これによって視聴者と双方向のコミュニケーションを維持できるので、収益化もしやすくなります。YouTubeで配信を行う人に、ぜひおすすめしたいソフトです。
■公式サイト
CastCraft
【動画編集におすすめ】AviUtl・DaVinci Resolve
「AviUtl」と「DaVinci Resolve」はどちらも動画編集に広く利用されているソフトウェアです。どちらも無料ですし、日本語にも対応しています。
AviUtlは動作が軽いうえにカスタマイズもできることを特徴としています。またPCのスペックをさほど要求しないため、ライトユーザーにもおすすめです。
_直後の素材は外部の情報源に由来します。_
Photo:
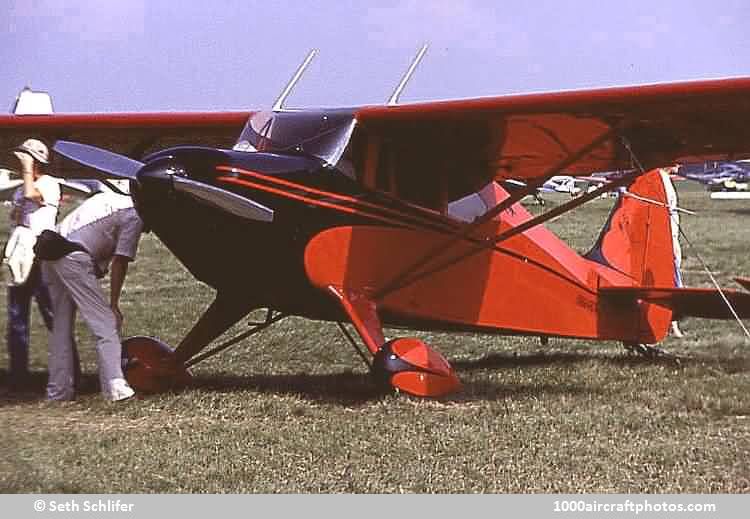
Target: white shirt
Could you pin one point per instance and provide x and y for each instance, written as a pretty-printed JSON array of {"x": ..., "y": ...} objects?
[
  {"x": 106, "y": 225},
  {"x": 40, "y": 215}
]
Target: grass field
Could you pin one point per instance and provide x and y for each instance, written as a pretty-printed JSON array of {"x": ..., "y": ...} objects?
[{"x": 294, "y": 410}]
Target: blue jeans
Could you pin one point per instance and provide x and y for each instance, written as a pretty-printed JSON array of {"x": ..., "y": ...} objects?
[{"x": 19, "y": 313}]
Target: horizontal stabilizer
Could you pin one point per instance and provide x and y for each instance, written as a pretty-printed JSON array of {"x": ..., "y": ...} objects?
[
  {"x": 685, "y": 302},
  {"x": 111, "y": 164}
]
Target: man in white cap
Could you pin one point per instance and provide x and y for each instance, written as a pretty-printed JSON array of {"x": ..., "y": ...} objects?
[
  {"x": 107, "y": 228},
  {"x": 35, "y": 206}
]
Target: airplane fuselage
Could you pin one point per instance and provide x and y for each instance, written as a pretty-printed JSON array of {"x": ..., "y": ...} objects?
[{"x": 263, "y": 263}]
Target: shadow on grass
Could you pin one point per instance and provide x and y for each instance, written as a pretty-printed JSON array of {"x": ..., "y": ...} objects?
[
  {"x": 359, "y": 388},
  {"x": 35, "y": 386}
]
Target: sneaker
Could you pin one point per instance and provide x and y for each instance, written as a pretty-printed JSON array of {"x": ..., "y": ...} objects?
[
  {"x": 119, "y": 390},
  {"x": 676, "y": 330}
]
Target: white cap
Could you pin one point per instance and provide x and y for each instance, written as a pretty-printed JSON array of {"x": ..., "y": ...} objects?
[{"x": 36, "y": 149}]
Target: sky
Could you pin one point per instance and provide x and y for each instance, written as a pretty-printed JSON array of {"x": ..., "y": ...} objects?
[{"x": 185, "y": 55}]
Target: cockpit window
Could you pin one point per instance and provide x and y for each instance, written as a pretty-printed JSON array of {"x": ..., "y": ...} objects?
[{"x": 321, "y": 134}]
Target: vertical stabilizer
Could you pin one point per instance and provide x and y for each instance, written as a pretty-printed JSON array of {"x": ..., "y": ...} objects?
[
  {"x": 637, "y": 241},
  {"x": 637, "y": 238}
]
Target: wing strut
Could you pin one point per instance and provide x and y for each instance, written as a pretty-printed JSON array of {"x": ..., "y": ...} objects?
[
  {"x": 393, "y": 100},
  {"x": 403, "y": 279},
  {"x": 279, "y": 104},
  {"x": 525, "y": 226}
]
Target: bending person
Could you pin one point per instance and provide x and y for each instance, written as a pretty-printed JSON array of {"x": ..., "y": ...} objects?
[{"x": 105, "y": 229}]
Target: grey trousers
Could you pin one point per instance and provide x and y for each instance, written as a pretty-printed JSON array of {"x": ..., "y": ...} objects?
[{"x": 73, "y": 285}]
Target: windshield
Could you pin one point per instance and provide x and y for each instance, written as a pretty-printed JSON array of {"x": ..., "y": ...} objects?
[{"x": 322, "y": 134}]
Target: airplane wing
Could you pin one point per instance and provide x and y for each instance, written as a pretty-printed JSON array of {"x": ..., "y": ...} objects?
[
  {"x": 522, "y": 136},
  {"x": 130, "y": 134}
]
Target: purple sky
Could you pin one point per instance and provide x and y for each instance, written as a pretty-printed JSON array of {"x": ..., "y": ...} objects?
[{"x": 141, "y": 55}]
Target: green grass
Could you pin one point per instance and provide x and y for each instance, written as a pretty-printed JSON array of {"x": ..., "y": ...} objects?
[{"x": 293, "y": 409}]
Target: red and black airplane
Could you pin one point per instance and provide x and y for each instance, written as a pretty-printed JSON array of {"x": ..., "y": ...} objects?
[{"x": 341, "y": 214}]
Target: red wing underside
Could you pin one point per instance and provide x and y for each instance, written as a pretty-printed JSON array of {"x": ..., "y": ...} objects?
[{"x": 463, "y": 144}]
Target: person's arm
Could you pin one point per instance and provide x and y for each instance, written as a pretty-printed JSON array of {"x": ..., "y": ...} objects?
[
  {"x": 118, "y": 272},
  {"x": 27, "y": 173}
]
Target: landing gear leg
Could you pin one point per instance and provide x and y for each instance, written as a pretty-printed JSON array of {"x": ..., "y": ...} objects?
[
  {"x": 407, "y": 364},
  {"x": 648, "y": 351}
]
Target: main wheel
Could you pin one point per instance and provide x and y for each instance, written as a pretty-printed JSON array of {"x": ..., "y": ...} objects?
[
  {"x": 149, "y": 366},
  {"x": 411, "y": 366}
]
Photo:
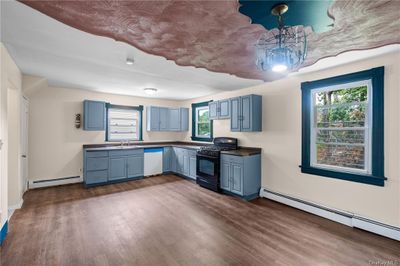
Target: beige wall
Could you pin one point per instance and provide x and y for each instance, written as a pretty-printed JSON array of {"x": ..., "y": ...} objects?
[
  {"x": 14, "y": 147},
  {"x": 10, "y": 79},
  {"x": 281, "y": 144},
  {"x": 55, "y": 145}
]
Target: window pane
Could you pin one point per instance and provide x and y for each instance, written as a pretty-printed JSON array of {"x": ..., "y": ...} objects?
[
  {"x": 345, "y": 115},
  {"x": 347, "y": 95},
  {"x": 203, "y": 115},
  {"x": 341, "y": 155},
  {"x": 341, "y": 136},
  {"x": 123, "y": 124},
  {"x": 341, "y": 127},
  {"x": 203, "y": 129}
]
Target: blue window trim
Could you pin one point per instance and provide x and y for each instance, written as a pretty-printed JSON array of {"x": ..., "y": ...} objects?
[
  {"x": 194, "y": 106},
  {"x": 138, "y": 108},
  {"x": 376, "y": 75}
]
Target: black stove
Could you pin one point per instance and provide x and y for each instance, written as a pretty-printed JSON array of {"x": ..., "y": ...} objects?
[{"x": 208, "y": 162}]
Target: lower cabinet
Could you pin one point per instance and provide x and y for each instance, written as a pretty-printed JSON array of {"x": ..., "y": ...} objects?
[
  {"x": 241, "y": 175},
  {"x": 101, "y": 167},
  {"x": 182, "y": 161}
]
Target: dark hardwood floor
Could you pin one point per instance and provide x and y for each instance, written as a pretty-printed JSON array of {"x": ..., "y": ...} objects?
[{"x": 166, "y": 220}]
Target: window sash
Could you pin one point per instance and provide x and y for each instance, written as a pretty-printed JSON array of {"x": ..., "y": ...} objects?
[
  {"x": 123, "y": 124},
  {"x": 198, "y": 109},
  {"x": 367, "y": 126}
]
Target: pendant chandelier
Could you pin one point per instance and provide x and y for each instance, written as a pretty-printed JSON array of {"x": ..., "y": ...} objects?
[{"x": 283, "y": 48}]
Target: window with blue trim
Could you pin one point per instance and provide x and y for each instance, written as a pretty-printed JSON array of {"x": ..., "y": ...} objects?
[
  {"x": 202, "y": 126},
  {"x": 343, "y": 127},
  {"x": 124, "y": 123}
]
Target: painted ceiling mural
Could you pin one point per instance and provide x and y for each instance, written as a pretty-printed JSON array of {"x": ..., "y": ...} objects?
[{"x": 215, "y": 35}]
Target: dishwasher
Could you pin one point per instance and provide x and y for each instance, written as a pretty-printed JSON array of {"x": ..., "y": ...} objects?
[{"x": 153, "y": 159}]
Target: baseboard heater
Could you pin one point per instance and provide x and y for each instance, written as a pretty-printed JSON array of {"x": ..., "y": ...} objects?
[
  {"x": 346, "y": 218},
  {"x": 54, "y": 182}
]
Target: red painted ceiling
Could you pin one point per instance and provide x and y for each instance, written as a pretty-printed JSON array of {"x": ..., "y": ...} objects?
[{"x": 215, "y": 36}]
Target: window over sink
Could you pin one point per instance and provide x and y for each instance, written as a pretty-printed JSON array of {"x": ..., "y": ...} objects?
[
  {"x": 202, "y": 126},
  {"x": 124, "y": 123},
  {"x": 343, "y": 127}
]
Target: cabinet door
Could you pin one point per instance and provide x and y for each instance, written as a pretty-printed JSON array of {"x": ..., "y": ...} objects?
[
  {"x": 192, "y": 166},
  {"x": 174, "y": 119},
  {"x": 134, "y": 166},
  {"x": 235, "y": 114},
  {"x": 167, "y": 154},
  {"x": 153, "y": 118},
  {"x": 94, "y": 113},
  {"x": 236, "y": 178},
  {"x": 186, "y": 163},
  {"x": 163, "y": 119},
  {"x": 117, "y": 168},
  {"x": 213, "y": 110},
  {"x": 225, "y": 175},
  {"x": 224, "y": 109},
  {"x": 246, "y": 113}
]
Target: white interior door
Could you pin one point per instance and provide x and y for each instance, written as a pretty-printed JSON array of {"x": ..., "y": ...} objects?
[{"x": 24, "y": 144}]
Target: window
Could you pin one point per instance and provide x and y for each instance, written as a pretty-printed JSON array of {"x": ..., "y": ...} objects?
[
  {"x": 124, "y": 123},
  {"x": 202, "y": 126},
  {"x": 343, "y": 127}
]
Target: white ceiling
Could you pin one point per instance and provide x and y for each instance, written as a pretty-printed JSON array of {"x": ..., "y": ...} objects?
[{"x": 68, "y": 57}]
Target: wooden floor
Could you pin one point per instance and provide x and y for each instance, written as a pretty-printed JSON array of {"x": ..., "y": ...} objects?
[{"x": 166, "y": 220}]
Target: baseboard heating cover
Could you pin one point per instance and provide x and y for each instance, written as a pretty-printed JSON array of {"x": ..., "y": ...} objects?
[
  {"x": 55, "y": 182},
  {"x": 346, "y": 218}
]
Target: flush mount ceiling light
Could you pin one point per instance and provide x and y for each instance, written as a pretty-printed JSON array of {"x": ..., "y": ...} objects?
[
  {"x": 283, "y": 48},
  {"x": 130, "y": 61},
  {"x": 150, "y": 91}
]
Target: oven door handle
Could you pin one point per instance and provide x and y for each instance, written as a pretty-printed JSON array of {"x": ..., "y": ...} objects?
[{"x": 206, "y": 156}]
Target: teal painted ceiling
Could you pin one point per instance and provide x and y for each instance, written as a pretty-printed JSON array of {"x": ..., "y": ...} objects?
[{"x": 301, "y": 12}]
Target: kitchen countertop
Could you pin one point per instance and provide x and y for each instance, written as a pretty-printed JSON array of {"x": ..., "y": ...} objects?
[{"x": 241, "y": 151}]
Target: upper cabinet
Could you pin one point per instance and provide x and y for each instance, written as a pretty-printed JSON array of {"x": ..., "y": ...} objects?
[
  {"x": 167, "y": 119},
  {"x": 246, "y": 113},
  {"x": 94, "y": 115},
  {"x": 219, "y": 109}
]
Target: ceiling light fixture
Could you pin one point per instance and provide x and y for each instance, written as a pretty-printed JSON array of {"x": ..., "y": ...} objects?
[
  {"x": 150, "y": 91},
  {"x": 130, "y": 61},
  {"x": 283, "y": 48}
]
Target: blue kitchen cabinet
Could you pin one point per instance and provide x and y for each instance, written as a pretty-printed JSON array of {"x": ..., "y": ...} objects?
[
  {"x": 213, "y": 110},
  {"x": 241, "y": 175},
  {"x": 246, "y": 113},
  {"x": 94, "y": 115},
  {"x": 135, "y": 166},
  {"x": 153, "y": 118},
  {"x": 219, "y": 109},
  {"x": 225, "y": 174},
  {"x": 167, "y": 159},
  {"x": 164, "y": 119},
  {"x": 224, "y": 109},
  {"x": 95, "y": 167},
  {"x": 192, "y": 164},
  {"x": 117, "y": 168},
  {"x": 174, "y": 119},
  {"x": 235, "y": 114}
]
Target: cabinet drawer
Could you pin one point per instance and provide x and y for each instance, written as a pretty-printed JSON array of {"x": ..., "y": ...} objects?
[
  {"x": 97, "y": 163},
  {"x": 96, "y": 154},
  {"x": 93, "y": 177},
  {"x": 232, "y": 158},
  {"x": 127, "y": 152}
]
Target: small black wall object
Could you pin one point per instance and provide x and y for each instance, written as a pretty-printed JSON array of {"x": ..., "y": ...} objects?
[{"x": 78, "y": 120}]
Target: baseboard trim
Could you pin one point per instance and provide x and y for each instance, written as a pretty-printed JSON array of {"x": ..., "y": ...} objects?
[
  {"x": 3, "y": 232},
  {"x": 12, "y": 208},
  {"x": 55, "y": 182},
  {"x": 346, "y": 218}
]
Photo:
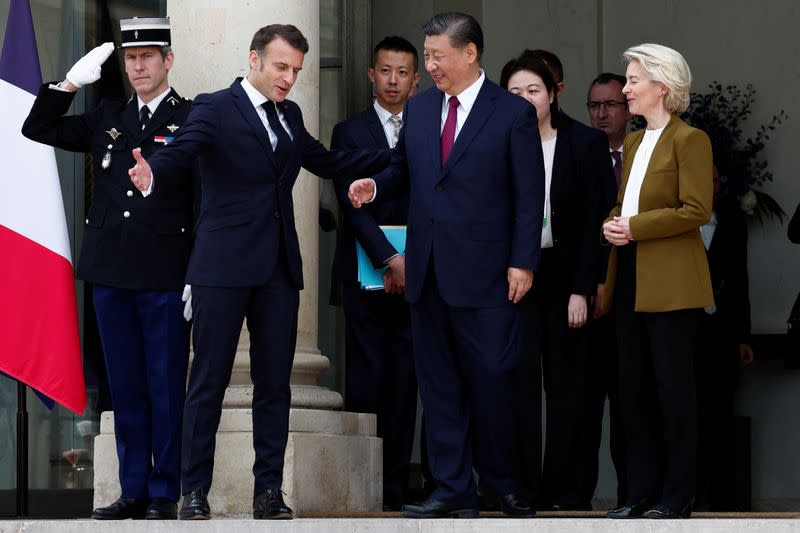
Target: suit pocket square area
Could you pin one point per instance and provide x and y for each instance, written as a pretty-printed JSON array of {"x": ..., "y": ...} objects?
[{"x": 225, "y": 221}]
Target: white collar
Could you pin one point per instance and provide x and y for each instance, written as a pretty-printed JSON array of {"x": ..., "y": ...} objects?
[
  {"x": 467, "y": 97},
  {"x": 383, "y": 114},
  {"x": 153, "y": 104},
  {"x": 255, "y": 96}
]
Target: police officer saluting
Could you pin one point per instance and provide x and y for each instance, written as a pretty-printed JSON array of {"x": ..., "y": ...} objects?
[{"x": 135, "y": 250}]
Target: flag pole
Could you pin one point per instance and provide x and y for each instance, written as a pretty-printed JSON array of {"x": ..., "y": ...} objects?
[{"x": 22, "y": 451}]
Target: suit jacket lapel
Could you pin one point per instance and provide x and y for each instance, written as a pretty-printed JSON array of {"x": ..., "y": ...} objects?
[
  {"x": 375, "y": 128},
  {"x": 295, "y": 124},
  {"x": 560, "y": 164},
  {"x": 130, "y": 119},
  {"x": 250, "y": 115},
  {"x": 481, "y": 111},
  {"x": 430, "y": 116},
  {"x": 627, "y": 162}
]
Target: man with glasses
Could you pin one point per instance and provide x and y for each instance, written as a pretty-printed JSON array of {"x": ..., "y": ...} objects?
[{"x": 608, "y": 111}]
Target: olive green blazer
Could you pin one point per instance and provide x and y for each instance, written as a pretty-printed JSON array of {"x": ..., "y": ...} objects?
[{"x": 675, "y": 200}]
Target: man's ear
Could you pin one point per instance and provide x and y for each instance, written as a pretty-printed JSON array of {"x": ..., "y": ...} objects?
[
  {"x": 471, "y": 52},
  {"x": 255, "y": 60}
]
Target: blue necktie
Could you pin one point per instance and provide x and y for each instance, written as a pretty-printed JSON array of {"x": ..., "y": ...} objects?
[{"x": 284, "y": 143}]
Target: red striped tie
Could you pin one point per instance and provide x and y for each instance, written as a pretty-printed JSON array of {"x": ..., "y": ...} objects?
[{"x": 449, "y": 131}]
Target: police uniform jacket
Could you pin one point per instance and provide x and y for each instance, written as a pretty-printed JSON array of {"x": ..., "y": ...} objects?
[{"x": 130, "y": 241}]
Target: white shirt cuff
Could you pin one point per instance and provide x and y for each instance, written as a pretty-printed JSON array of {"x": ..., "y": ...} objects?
[
  {"x": 147, "y": 192},
  {"x": 57, "y": 88}
]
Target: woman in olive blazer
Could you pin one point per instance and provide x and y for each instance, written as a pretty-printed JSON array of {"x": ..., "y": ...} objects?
[{"x": 658, "y": 280}]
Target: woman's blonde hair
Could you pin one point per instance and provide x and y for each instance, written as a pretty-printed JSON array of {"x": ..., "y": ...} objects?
[{"x": 667, "y": 66}]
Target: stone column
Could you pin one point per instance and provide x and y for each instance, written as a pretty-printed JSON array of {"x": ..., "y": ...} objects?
[{"x": 333, "y": 459}]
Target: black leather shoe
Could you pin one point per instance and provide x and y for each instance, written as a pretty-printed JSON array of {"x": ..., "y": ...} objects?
[
  {"x": 630, "y": 510},
  {"x": 431, "y": 508},
  {"x": 661, "y": 511},
  {"x": 121, "y": 509},
  {"x": 270, "y": 505},
  {"x": 195, "y": 506},
  {"x": 161, "y": 509},
  {"x": 514, "y": 507}
]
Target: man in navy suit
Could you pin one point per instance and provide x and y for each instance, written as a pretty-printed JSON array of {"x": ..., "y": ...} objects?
[
  {"x": 380, "y": 367},
  {"x": 249, "y": 143},
  {"x": 134, "y": 252},
  {"x": 470, "y": 155}
]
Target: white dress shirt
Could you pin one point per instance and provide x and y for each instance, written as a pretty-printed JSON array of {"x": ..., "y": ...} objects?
[
  {"x": 256, "y": 98},
  {"x": 384, "y": 117},
  {"x": 153, "y": 104},
  {"x": 707, "y": 230},
  {"x": 549, "y": 151},
  {"x": 611, "y": 151},
  {"x": 465, "y": 102},
  {"x": 630, "y": 202}
]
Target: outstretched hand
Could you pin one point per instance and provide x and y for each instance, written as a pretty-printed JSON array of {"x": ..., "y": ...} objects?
[
  {"x": 141, "y": 174},
  {"x": 361, "y": 191}
]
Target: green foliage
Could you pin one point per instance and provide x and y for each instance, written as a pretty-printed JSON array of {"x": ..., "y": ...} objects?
[{"x": 720, "y": 113}]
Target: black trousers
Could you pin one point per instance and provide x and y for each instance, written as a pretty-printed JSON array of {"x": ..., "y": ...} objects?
[
  {"x": 602, "y": 383},
  {"x": 657, "y": 393},
  {"x": 380, "y": 378},
  {"x": 718, "y": 371},
  {"x": 271, "y": 312},
  {"x": 465, "y": 359},
  {"x": 554, "y": 354}
]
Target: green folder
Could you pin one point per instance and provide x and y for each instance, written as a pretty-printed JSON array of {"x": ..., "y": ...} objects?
[{"x": 369, "y": 277}]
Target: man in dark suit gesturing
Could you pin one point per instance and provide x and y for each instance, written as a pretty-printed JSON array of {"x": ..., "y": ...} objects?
[
  {"x": 470, "y": 154},
  {"x": 380, "y": 365},
  {"x": 249, "y": 143}
]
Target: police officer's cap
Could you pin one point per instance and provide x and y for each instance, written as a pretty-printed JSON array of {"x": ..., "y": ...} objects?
[{"x": 145, "y": 32}]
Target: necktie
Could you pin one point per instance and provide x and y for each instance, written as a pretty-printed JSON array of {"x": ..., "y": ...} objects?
[
  {"x": 449, "y": 131},
  {"x": 617, "y": 157},
  {"x": 144, "y": 116},
  {"x": 397, "y": 122},
  {"x": 284, "y": 143}
]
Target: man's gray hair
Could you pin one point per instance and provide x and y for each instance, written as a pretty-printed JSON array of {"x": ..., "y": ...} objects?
[{"x": 460, "y": 28}]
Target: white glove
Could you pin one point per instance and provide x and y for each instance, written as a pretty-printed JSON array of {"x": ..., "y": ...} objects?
[
  {"x": 87, "y": 70},
  {"x": 187, "y": 297}
]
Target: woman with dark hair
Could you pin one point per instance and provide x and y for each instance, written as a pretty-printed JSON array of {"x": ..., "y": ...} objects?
[
  {"x": 577, "y": 173},
  {"x": 659, "y": 280}
]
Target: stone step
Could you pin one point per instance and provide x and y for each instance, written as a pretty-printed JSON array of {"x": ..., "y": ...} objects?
[{"x": 398, "y": 525}]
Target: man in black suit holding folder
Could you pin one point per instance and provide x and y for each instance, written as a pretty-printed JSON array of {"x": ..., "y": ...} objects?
[{"x": 380, "y": 367}]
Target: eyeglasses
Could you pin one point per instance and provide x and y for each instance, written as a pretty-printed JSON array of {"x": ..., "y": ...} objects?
[{"x": 610, "y": 105}]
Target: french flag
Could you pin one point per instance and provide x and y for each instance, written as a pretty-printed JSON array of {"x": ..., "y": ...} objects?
[{"x": 39, "y": 342}]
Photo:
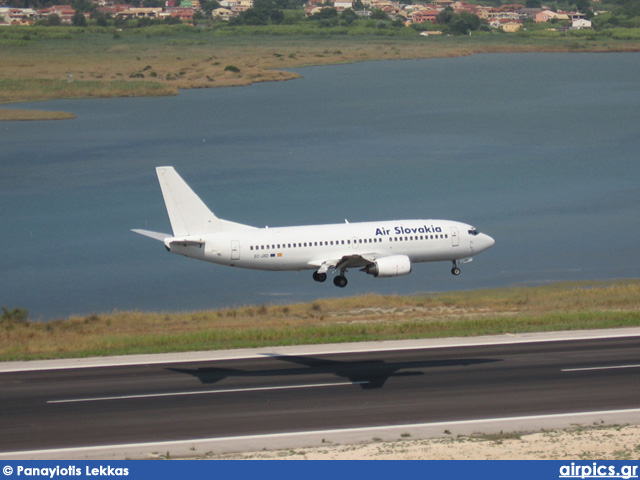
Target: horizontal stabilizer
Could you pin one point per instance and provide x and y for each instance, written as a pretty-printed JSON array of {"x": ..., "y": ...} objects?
[{"x": 155, "y": 235}]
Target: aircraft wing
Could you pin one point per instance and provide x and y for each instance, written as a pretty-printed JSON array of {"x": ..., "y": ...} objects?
[{"x": 347, "y": 261}]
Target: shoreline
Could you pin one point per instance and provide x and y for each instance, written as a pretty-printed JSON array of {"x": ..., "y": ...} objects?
[
  {"x": 143, "y": 68},
  {"x": 516, "y": 310}
]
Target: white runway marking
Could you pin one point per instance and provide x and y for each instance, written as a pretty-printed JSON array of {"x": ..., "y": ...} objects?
[
  {"x": 204, "y": 392},
  {"x": 586, "y": 369}
]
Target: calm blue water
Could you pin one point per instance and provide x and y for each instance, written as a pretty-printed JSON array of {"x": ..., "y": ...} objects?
[{"x": 538, "y": 150}]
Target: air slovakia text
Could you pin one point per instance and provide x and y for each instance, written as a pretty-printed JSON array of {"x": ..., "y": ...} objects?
[{"x": 400, "y": 230}]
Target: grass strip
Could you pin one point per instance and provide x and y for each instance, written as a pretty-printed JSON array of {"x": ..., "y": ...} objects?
[{"x": 568, "y": 306}]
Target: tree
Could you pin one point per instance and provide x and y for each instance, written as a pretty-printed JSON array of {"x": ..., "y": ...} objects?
[
  {"x": 326, "y": 13},
  {"x": 14, "y": 316},
  {"x": 379, "y": 14},
  {"x": 349, "y": 16},
  {"x": 53, "y": 20},
  {"x": 583, "y": 6},
  {"x": 79, "y": 20},
  {"x": 444, "y": 17}
]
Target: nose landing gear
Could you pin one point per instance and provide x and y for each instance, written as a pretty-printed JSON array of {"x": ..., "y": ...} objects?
[{"x": 455, "y": 270}]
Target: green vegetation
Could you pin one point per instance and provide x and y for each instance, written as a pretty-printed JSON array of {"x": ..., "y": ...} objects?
[{"x": 372, "y": 317}]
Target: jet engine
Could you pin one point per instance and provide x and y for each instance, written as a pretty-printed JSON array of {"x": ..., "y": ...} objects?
[{"x": 392, "y": 266}]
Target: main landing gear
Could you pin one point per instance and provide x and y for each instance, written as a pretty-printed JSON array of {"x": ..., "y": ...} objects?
[
  {"x": 319, "y": 277},
  {"x": 455, "y": 270},
  {"x": 338, "y": 281}
]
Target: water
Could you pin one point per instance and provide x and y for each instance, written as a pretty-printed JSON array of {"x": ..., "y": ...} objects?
[{"x": 537, "y": 150}]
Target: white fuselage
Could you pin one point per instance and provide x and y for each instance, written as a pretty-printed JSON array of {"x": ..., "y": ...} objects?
[
  {"x": 307, "y": 247},
  {"x": 382, "y": 249}
]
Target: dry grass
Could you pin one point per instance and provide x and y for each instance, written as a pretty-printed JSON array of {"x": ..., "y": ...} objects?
[
  {"x": 371, "y": 317},
  {"x": 49, "y": 63}
]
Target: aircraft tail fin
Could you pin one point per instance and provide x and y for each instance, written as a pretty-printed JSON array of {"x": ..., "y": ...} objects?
[{"x": 188, "y": 214}]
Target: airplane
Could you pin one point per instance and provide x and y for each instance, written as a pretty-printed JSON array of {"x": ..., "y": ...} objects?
[{"x": 382, "y": 249}]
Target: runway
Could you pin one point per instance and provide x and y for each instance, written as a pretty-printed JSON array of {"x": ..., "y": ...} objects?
[{"x": 272, "y": 394}]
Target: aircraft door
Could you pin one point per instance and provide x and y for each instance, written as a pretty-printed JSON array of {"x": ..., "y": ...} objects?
[
  {"x": 235, "y": 250},
  {"x": 455, "y": 240}
]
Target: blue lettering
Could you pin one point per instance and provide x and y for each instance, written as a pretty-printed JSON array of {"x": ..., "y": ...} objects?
[{"x": 410, "y": 230}]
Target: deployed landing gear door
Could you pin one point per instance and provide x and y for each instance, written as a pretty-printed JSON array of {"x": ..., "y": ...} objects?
[{"x": 235, "y": 250}]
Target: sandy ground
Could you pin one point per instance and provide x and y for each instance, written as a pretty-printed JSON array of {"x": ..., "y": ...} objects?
[{"x": 611, "y": 443}]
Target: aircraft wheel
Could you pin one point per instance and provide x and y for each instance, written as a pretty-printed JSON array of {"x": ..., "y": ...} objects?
[
  {"x": 340, "y": 281},
  {"x": 319, "y": 277}
]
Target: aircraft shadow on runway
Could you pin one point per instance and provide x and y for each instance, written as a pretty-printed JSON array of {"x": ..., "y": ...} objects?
[{"x": 368, "y": 374}]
一方DaVinci Resolveは、それなりのPCスペックを必要とする分、本格的に動画編集をしたい人に向いています。操作的にも専門性がある人向けなので、すでにある程度動画編集をしている人に適したソフトウェアです。
■公式サイト
AviUtl
DaVinci Resolve
【まとめ】読み上げソフトを使って好きなキャラクターに読み上げしてもらおう!
近年、勢いよく発展を続けている「読み上げソフト」の概要や利用されるシーンのほか、利用時の注意点をまとめました。また、キャラクターに特化した読み上げソフトも紹介しています。
条件によって無償利用できるものもありますが、購入してダウンロードするもの、パッケージ販売しているものなどさまざまなので、使用する前にそれぞれのサイトで利用規約を熟読するようおすすめします。
ぜひこの機会に、気になるキャラクターを使った読み上げや音声合成にチャレンジしてみてください。